21st Birthday
During the week of my 21st birthday, my professor in Occupational Therapy 100 introduced the concept of Ikigai to us. Ikigai, a cultural and philosophical concept rooted in Japan, means a person's "the reason of being," also known as your purpose in the world.
But when Professor Lopez asked me the question, "What's your purpose?" I blanked out. There’s no better time to ask a newly turned 21-year-old about her life’s purpose than when she’s just been granted legal access to booze and cigars.
Jokes aside, I told my partner in class, “the purpose of life is to find that purpose, right?”
Navigating your 20s in today’s social media boom is extremely hard. One moment you're enjoying life, the next moment you're bombarded with peer-pressure-infused posts about how a 20-year-old across the world built the next AI engine and had everything figured out. Their stories sound like fate, but such fate seems distant from yours.
My friend Nancy baked me a birthday cake. :)
But being in your 20s is hard overall. Gosh, how am I going to choose which bottle of wine to get when I first step into that liquor store? Gosh, “now I have to balance work, academics, future, and social life altogether while still trying to get 8 hours of sleep?”
It’s in these moments that reality hits you and demands decisions. Just like when I had to share with my partner what my purpose in life was after being given only five seconds to think, I went with, “the purpose of life is to find that purpose.”
But that really is my honest answer. The truth is, I just don’t know yet.
I believe your purpose in life is one of those things you can only know at the end of the road; for example, your deathbed. I read online about an analogy describing life as an onion before. It says when you grow into a new age, your old age doesn’t get replaced; instead, it lives within you. Like an onion with its many layers, your past selves are wrapped within you, coexisting with each new age. I really adored that analogy.
To build on that, I’d like to use the analogy of a tree. Every year you grow older, you add a new tree ring that symbolizes your growth. As a tree, your trunk gets wider, your branches — your connections to the world — grow longer and denser. Over time, your roots might intertwine with other trees’ roots. And by the end of your life, you’ll realize that tiny seed has grown into a massive tree. Whether it’s a palm tree in Miami or a California redwood, you’ll never truly know your purpose — or who you are — until you’ve actually and eventually, grown up.
This past year has challenged me in ways I never expected or imagined. But from another perspective, it was also incredibly rewarding. I now see my life as fulfilling, enriching, and something the ambitious 14-year-old Kally might have longed for.

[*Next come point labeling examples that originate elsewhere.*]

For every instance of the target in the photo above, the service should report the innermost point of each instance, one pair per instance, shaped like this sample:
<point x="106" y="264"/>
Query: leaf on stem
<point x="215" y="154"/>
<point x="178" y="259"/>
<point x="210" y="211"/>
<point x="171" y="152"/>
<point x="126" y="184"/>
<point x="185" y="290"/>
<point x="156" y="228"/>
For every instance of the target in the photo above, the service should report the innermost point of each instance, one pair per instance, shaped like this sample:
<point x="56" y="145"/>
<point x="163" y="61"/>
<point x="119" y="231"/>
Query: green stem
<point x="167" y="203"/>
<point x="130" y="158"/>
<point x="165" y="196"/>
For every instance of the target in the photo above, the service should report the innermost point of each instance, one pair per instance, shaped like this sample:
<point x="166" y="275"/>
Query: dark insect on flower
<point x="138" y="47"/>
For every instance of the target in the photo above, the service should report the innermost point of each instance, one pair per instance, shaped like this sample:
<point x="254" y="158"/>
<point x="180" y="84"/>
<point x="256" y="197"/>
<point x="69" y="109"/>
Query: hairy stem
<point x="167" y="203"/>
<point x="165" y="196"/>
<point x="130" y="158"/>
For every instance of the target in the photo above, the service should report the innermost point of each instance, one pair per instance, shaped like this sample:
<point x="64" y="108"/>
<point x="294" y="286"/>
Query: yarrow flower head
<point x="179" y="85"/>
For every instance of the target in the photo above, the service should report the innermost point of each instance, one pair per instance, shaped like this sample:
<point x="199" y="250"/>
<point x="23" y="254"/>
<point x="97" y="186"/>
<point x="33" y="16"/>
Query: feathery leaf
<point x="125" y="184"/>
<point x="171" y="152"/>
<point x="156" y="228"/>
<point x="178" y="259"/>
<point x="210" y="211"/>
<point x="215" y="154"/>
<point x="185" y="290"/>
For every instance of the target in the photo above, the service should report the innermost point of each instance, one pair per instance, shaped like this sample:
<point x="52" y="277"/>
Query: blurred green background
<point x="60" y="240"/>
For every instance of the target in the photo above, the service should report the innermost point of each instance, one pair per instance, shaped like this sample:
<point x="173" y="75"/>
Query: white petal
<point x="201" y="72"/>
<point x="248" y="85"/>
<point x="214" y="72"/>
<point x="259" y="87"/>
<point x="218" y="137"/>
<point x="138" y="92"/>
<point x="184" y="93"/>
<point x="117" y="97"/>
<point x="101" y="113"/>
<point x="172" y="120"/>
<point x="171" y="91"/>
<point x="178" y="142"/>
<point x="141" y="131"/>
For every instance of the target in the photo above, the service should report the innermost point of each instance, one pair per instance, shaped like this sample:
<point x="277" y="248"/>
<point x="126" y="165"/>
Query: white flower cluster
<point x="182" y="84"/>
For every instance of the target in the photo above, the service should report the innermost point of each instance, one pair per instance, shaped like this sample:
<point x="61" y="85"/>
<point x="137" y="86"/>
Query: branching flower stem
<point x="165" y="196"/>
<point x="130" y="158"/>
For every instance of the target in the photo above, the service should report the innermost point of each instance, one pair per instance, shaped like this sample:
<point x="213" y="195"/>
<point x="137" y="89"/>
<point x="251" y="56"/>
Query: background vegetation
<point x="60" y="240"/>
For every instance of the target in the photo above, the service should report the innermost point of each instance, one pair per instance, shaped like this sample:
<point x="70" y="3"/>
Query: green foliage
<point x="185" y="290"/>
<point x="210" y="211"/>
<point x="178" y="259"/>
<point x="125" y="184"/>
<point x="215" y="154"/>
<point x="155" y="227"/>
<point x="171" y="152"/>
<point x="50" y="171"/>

When Professor Lopez nudged us to understand our Ikigai better by completing a related worksheet, I realized there was an overlap between what I’m good at and what I love: writing, expressing my feelings, and telling my stories. Coincidentally, I thought about how, in this past year, I picked up journaling again, spoke at two open mic events hosted by LaLaFeminist, and received some good feedback.
“Huh. So I have been doing this.”
Like a detective, I’ve been connecting more dots in my life and realizing that I’ve gotten this far because of all my past instinctive decisions. So I guess, as I figure out my purpose in life, I should leave behind the hesitations and trust myself more? Have a little more faith in me, believing that I, too, will figure it out?
Since growing up is inevitable, I can only wish to grow a wider trunk and denser branches in this new era called my 20s. It’s a time for persistent growth and messy exploration.
Brighter days ahead, and always, cheers!